When the rapid retrieval method based on the large-scale chip test result is adopted, an MD5 value checking technology for a temporary file of a hierarchical and retrieval file size list is provided, list information formed by a log file and the file size is checked by the MD5 value, and the size of a directory and a result log in the directory is retrieved to realize updating check so as to achieve the purpose of rapidly positioning and updating the directory or updating the file;

a large amount of file reading expenses can be effectively avoided, rapid recovery scanning is realized, a log file list needing to be put in storage for processing is timely positioned, time is saved, and management efficiency is improved;

meanwhile, repeated warehousing of the warehoused result logs can be avoided, changes of log file information caused by manual misoperation are identified, the specifically updated log information is accurately obtained, and the retrieval accuracy is high;

the method has no environment-related dependency, does not need to install any dependent software or framework, and is convenient and concise to use and high in applicability.

To facilitate a better understanding of the invention, the terms used herein will be briefly explained as follows:

MD5 value: the file information abstract value is a file information abstract value which can guarantee that two files with different contents have necessarily different abstract values.

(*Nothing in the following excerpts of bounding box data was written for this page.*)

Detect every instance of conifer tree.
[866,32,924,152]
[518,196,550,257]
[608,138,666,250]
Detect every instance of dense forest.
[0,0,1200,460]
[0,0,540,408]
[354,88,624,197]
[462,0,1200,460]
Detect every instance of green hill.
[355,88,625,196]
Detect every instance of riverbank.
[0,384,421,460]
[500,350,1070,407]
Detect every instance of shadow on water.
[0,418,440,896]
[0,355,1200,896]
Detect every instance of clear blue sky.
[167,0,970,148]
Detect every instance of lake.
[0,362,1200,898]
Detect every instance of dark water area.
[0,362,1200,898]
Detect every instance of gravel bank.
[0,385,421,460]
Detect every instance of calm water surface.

The above embodiments are merely illustrative of the technical ideas and features of the present invention, and the purpose thereof is to enable those skilled in the art to understand the contents of the present invention and implement the present invention, and not to limit the protection scope of the present invention. All equivalent changes and modifications made according to the spirit of the present invention should be covered in the protection scope of the present invention.

Claims

1. A fast search method based on large-scale chip test result, adopt MD5 value check < file name, file byte size > file of format, check whether there is renewal, characterized by that: the method comprises the following steps:

2. The method for rapidly retrieving based on the large-scale chip test result according to claim 1, wherein: the format of the data list information is < filename, byte size of the corresponding log file >.

3. The large-scale chip test result-based rapid retrieval method according to claim 1, wherein: in S8, sorting and de-duplicating the checklist file and the checklist _ new file in the directory, checking the data list information with the format of < file name, byte size of corresponding log file > in the file, and performing hierarchical retrieval according to the directory and the file, if the directory is not updated in the first level, not performing the file retrieval.